A Comparison of Eu-Doped α-Fe2O3 Nanotubes and Nanowires for Acetone Sensing

Pure and Eu-doped (1.0, 3.0, 5.0 wt.%) alpha-Fe2O3 (PFO and EFO) nanotubes and nanowires have been successfully synthesized through the combination of electrospinning and calcination techniques. The structures, morphologies and chemical compositions of the as-obtained products were characterized by X-ray diffraction (XRD), scanning electron microscopy (SEM), thermogravimetric and differential scanning calorimetry (TG-DSC) and energy dispersive spectrum (EDS), respectively. To demonstrate the superior gas sensing performance of the doped nanotubes, a contrastive gas sensing study between PFO (EFO) nanotubes and nanowires was performed. It turned out that Eu doping could magnify the impact of morphology on gas sensitivity.
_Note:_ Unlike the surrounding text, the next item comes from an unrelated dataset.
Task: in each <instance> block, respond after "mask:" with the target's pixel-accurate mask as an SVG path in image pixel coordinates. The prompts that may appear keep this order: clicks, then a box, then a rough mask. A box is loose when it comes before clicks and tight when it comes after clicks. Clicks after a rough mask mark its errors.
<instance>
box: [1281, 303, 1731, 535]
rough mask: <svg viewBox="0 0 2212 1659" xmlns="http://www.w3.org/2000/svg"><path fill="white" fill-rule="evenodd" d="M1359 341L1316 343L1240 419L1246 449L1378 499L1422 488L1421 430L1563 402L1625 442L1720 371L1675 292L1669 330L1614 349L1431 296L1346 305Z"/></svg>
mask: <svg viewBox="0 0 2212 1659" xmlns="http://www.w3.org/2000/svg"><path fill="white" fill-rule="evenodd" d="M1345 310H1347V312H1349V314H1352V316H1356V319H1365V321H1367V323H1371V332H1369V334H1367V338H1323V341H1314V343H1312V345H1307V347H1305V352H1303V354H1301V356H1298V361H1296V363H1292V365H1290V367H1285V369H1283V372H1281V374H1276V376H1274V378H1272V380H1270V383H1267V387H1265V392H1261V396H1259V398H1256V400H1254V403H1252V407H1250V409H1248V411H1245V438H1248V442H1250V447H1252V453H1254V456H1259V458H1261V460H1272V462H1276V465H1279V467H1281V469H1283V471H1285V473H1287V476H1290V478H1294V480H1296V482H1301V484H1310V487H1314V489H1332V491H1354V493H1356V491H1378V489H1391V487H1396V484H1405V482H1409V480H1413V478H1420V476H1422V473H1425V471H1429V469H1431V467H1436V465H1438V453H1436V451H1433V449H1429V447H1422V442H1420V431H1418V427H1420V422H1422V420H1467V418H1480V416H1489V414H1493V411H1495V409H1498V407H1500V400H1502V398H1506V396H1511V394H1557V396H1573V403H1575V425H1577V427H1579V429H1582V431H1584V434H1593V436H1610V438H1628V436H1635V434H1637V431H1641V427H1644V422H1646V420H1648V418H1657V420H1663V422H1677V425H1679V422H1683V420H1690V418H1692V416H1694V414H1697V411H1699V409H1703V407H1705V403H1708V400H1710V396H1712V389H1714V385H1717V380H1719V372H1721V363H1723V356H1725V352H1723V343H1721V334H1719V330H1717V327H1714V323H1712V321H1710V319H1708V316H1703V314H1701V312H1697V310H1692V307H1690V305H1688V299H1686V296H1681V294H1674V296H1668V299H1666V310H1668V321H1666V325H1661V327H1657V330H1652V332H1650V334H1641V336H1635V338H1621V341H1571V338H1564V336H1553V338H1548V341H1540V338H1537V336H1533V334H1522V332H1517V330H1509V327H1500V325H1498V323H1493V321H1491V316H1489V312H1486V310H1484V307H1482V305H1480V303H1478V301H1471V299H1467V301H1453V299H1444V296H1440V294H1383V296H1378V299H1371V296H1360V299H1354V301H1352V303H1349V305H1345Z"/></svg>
Specifically, at the optimum operating temperature of 240 degrees C, the response value of PFO nanotubes to 100 ppm acetone is slightly higher than that of nanowires (3.59/2.20). EFO (3.0 wt.%) nanotubes have a response of 84.05, which is almost 2.7 times as high as that of nanowires (31.54). Moreover, they possess more rapid response/recovery time (11 s and 36 s, respectively) than nanowires (17 s and 40 s, respectively). The lowest detection limit for acetone is 0.1 ppm and its response is 2.15. In addition, both of EFO nanotubes and nanowires sensors have a good linearity (0.1-500 ppm) and favorable selectivity in acetone detection.